# Dress code for summer??



## pdaddy (Jun 5, 2017)

I usually try to wear at least jeans and a collared Polo type shirt. But, damn it is hot and humid here. 
Do any guys find wearing shorts is acceptable?


----------



## TheWanderer (Sep 6, 2016)

I were gym shorts, graphic/band tees, and a cap. I am not uberBlack.
Wear what's comfortable.


----------



## Uberyouber (Jan 16, 2017)

Yea the dry-fit tops and nylon golf shorts are comfortable. Sporting good stores or Walmart carry them. Guess u could wear gym shorts if u don't mind you balls hanging out.


----------



## unPat (Jul 20, 2016)

Wear what's comfortable for you. After all you are getting paid peanuts.


----------



## Goduckies (Mar 23, 2017)

Shorts.and a t-shirt never had a complaint. They don't pay enough to see me in a polo.


----------



## uberRog (Jul 1, 2017)

I definitely wear shorts on hot days, but try to keep a decent looking shirt on. Though I once wore my Ramones t-shirt and got a couple compliments!


----------



## BrunoG (Mar 22, 2017)

If you live in a beach town, shorts with a T shirt and sandals are just fine.


----------



## Karen Stein (Nov 5, 2016)

Skorts and sleeveless top.


----------



## bestpals (Aug 22, 2015)

Bikini's for w0men and speedo's for men.
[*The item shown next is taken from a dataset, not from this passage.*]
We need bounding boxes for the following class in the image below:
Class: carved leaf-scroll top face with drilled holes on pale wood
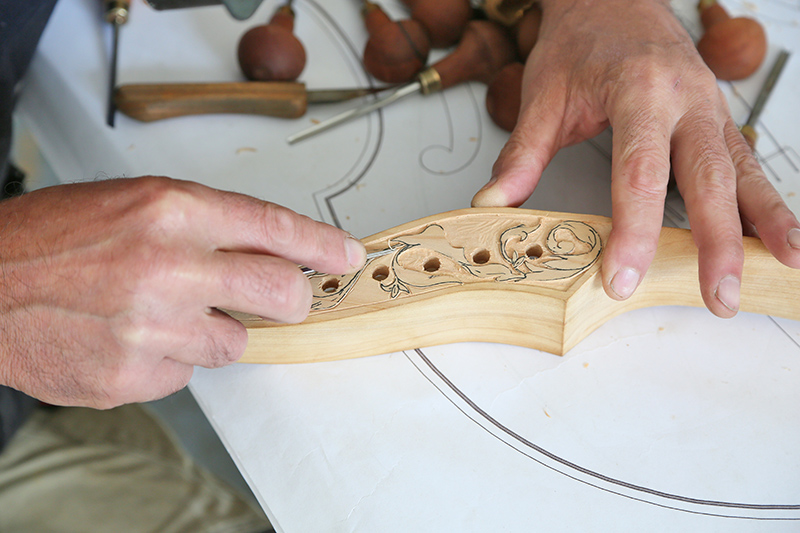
[312,213,602,311]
It will up your tips, unless your overweight.


----------



## Spotscat (May 8, 2017)

Cargo shorts and a polo shirt.


----------



## Wardell Curry (Jul 9, 2016)

On weekends when i am not coming from my regular job i wear a t shirt and bball shorts. Dress code is irrelevant for x trips. Bow if it was black or select i would probably do polo shirt and khaki pants with nice shoes.


----------



## HotRodriguez75 (Oct 16, 2015)

At these rates, you get a t-shirt or polo, hat, and shorts unless i have to dress business casual for work.


----------



## empresstabitha (Aug 25, 2016)

pdaddy said:


> I usually try to wear at least jeans and a collared Polo type shirt. But, damn it is hot and humid here.
> Do any guys find wearing shorts is acceptable?


O.O I drive in San Francisco the hottest it gets is 90 once in a blue moon. Usually stays between 50 and 70 degrees even in the summer When it does warm up I just use AC.


----------



## Notch Johnson (Dec 17, 2016)

If it is over 90 then I am wearing shorts. Grooming matters, and I do try to wear a nicer shirt.


----------



## POOLKiller (Oct 5, 2016)

You guys try too hard. I don't even shower. The only thing I do is brush my teeth.

LOL @ Nice Shirt.

Notch Johnson, you look retired so I mean no disrespect to you. Look good for your wife, not these cheap ass riders.


----------



## El Janitor (Feb 22, 2016)

Shorts, jeans, flip flops or shoes, and of course my official Uber driving shirt.


----------



## DamanC (May 16, 2017)

I'm almost always driving in one of my Many Harley Davidson shirts. Sometimes it even leads to conversations about if I ride.


----------



## RynoHawk (Mar 15, 2017)

I've been wearing jeans and a short sleeve casual button down or a dress shirts and slacks if driving after work, but it's been OMG hot here lately so I have opted for comfort and wear polo shirt, shorts, sandals. Also my 2016 World Champions Cubs ball cap.


----------



## 105398 (Aug 28, 2016)

pdaddy said:


> I usually try to wear at least jeans and a collared Polo type shirt.


Why wear jeans in the summer? Chinos or khakis are much lighter and far more comfortable.

I wear that and a light polo shirt. Nothing wrong with a nice clean pair of shorts either. Nothing ratty like you'd do yardwork in.


----------



## Hyperloop (Jul 22, 2017)

I've noticed if I wear jeans and a collared/polo shirt I get a bump in ratings. Obviously I can't do a controlled test on this, but that's been my observation.

I only drive early mornings and evenings until an hour after nightfall if that helps. If I was pulling weekends from 9pm-2am I would not even care.


----------



## Imonous (Jun 18, 2017)

HotRodriguez75 said:


> At these rates, you get a t-shirt or polo, hat, and shorts unless i have to dress business casual for work.


At these rates they are lucky I wear clothes at all.


----------